Some consumers' desire to see sponsors sever ties is a sign they hold the companies they buy from to high standards, said Rob Prazmark, president of sports marketing firm 21 Marketing.
"That is the reason they would like to see these companies back off and send a very strong message to the NFL," he said.
While some NFL corporate sponsors contacted by Reuters about the poll results reiterated their concern about domestic violence, none seemed to be any closer to pulling the plug on their particular deals. Such sponsorships are widely coveted given the exposure they offer on one of the few types of TV programming that is still mostly watched live.
NFL sponsorship contracts are tough to break and it can cost a company more to pull out from an agreement than the amount it pays to the NFL for a branding tie-up, Levick's Maloni said.
A spokeswoman for TD Ameritrade Holdings Corp, which recently joined as a sponsor, said the brokerage is monitoring the situation with its own research and studies from third parties. "We want to see the NFL do more to improve a culture that values inclusion, safety and respect for its employees, their families and others," spokeswoman Kim Hillyer said.
Pepsi, Budweiser parent Anheuser-Busch InBev SA, Nationwide Insurance and Verizon Communications Inc declined to comment and cited previous statements they made rebuking the league and expressing dissatisfaction with how the organization handled violent behavior.
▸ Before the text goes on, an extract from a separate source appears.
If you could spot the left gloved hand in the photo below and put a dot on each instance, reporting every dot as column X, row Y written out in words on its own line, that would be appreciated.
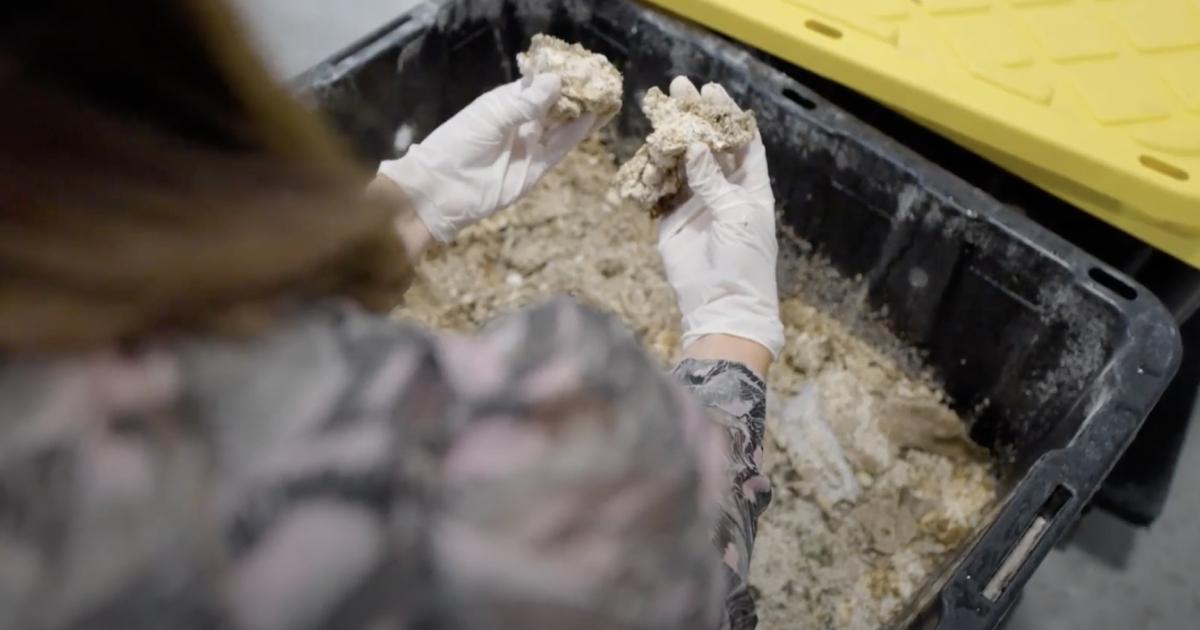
column 487, row 156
Representatives from McDonald's Corp, Visa Inc and Microsoft Corp did not immediately respond to a request seeking comment.
Representatives for the NFL were not immediately available to comment.
The online poll surveyed 1,247 adult Americans from Sept. 19 to Sept. 23, with a margin of error of 3.2 percentage points.
There are no signs the Rice and Peterson scandals are making any kind of dent in football's popularity. Since the start of the season in August, more than 18 million people on average have viewed an NFL football game through last weekend, compared with last season's average viewership of 17.4 million people, according to data from Nielsen.
That was borne out by some poll respondents, including Ann McClure, 51, a special education teacher in Louisville,Kentucky, who said she will probably watch more football this year. A big college football fan, McClure plans to follow the NFL Vikings now that Teddy Bridgewater, a rookie who played at University of Louisville, is on theMinnesota team.